Now let’s talk about how to achieve that.

We’re about to go over the details of a very specific kind of essay. I call it the epiphanic essay, because it has to do with an epiphany—a discovery, a moment of sudden awareness. 

An epiphany usually starts with some sort of crisis, an internal conflict. 

So that’s what you’re going to start with. You’re going to write a sentence or two that sums up the whole deal: your personal crisis that leads to a moment of self-discovery.

Huckleberry Finn faces just such a crisis when he has to decide whether to turn in his friend Jim, a runaway slave. As a good southerner, Huckleberry knows it’s a sin not to return stolen property. And Jim has stolen himself. But Huckleberry chooses friendship over his own moral code. All right, he says to himself. “I’ll go to Hell!” And he instantly grows in this self-discovery. 

Huck Finn’s pith: Should I obey the law or save my friend?

In Paulette Jiles’ wonderful novel, News of the World, a young girl learns to trust a man she has been taught to believe was her enemy. A white girl captured by Plains Indians who treat her as one of their own, she learns during a battle to love an old man who should be her worst enemy. 

The girl’s pith: Can a white man be my friend?

But the best example I can give is that of my son George. At the beginning of seventh grade, he developed chronic headache syndrome—a splitting headache that can lasts for months, even years. It gets triggered by a virus, and in a type-A person like George, it creates a sort of negative feedback loop: the headache causes stress, which makes the headache worse. Like Huck Finn, he found himself confronting his own type-A identity. He spent a whole miserable semester out of school, lying on our living room couch. Eventually, he ended up in a psychologist’s office with wires attached to his head, trying with his own brain to make a set of red bars on a computer monitor all turn green. The psychologist, a Dr. Kravitz, was a biofeedback expert. He tells George that the way to change the bars on the screen is to let go of his struggles. Dr. Kravitz tells him, “Try not to try.” 

Being the goal-oriented type he is, George sits down at the machine and pushes his brain. “Uuuuggggh!” He’ll make those bars turn green. And of course they don’t.

This is the pith of his essay, the moment of greatest conflict, on the edge of his epiphany, when he learns the secret of trying not to try. 

Is it easy to come up with this sort of pith, a moment when you have to rethink your very you-ness? Of course it’s not easy! Writing isn’t easy! 

Anyway. Think of a moment in your own life, when your own identity was challenged. When it made you miserable, or when you discovered you were wrong about yourself, or when you found that the very trait that made you such a loser turned out to be an asset.

Let’s try the epiphanic technique on the topics that are boring those poor admissions officers across the land.

Instead of “How I discovered I was an amazing leader…”

I suddenly realized that the best way to lead may be not leading at all.

An epiphanic essay on leadership might have as its pith the moment when the weakest member of the team inspired all the others, making the writer suddenly realize that leadership means more than being the best at something. It means discovering the best in others.

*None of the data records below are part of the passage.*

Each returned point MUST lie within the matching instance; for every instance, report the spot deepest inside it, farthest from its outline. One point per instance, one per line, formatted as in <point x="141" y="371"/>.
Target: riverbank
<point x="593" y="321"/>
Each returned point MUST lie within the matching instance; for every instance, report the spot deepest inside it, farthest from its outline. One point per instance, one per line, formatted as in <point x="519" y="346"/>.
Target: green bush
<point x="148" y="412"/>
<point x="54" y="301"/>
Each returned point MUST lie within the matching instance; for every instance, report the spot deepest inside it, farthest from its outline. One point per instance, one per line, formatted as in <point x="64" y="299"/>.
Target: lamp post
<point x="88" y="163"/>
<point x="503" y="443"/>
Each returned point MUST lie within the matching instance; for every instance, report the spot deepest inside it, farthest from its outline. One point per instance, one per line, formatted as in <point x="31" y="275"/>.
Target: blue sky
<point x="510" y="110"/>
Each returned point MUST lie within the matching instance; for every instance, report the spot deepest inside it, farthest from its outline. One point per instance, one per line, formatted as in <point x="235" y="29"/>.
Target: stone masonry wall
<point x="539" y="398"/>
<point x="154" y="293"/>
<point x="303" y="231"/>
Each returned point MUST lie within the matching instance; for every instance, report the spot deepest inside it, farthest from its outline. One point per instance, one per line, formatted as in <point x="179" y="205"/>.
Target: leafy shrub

What about the foreign-trip essay, the one where the kid finds that primitive backward people are actually human? Well, a great pith might be this:

I watched in disgust as one of the high-status people treated a lower-ranked member of the village with condescending scorn. And I realized that I had done exactly the same thing every time I told a non-PC joke.

For the grandmother essay, a pith might be something like:

When I showed her my prizewinning watercolor, she went up into the attic and brought down a box. It was full of the most beautiful art, including watercolors. I suddenly realized I wasn’t so unique after all. Instead, I felt like a link in a wonderful chain.

So that’s the pith: I thought I was special, and learned I was a part of something much bigger. 

Or, the thing I was proudest of, the trait that made me, me—was exactly what was bringing me to my knees. As in George’s essay.

Or, what I thought was a good thing—something that made my kind special—was actually the worst kind of sin.

Or, my biggest weakness, something I was most ashamed of, became my biggest source of strength.

Got it? The pith is the first thing you write—just a brief note about how your identity was challenged. It might take a long time to craft your pith. Which is why it’s a really bad idea to try and write a college essay in one weekend. Or even one month.

Back to George and his essay. At this point—actually, after a couple weeks of trying to figure out what the heck was the pith of his essay—he had his moment of maximum conflict. It was also the climax of his story, though he didn’t realize it yet. 

So let’s turn to the next step.

One of the biggest mistakes beginning writers make when they try to do an outline is to write it in proper order—writing the beginning first, then the next part, then the next, and so on until at last you put down a few words for the ending. This defeats the purpose of an outline. You might as well just write the darn essay.

To make the outline work, you need to first put down the elements in no particular order. What do I mean by elements? Let’s look at George’s story:

First of all, there’s the pith: My type A-ness is ruining my life, and I need to find a way to deal with it. 

OK, what other elements are there? He lists a bunch of scenes, descriptions, and actions. Again, these are just the various parts he’s laying out. Sort of like the scene in Deadpool where the blind woman lays out the parts for the Ikea furniture-- Kullen. Or was it the Hurdal? Love that movie.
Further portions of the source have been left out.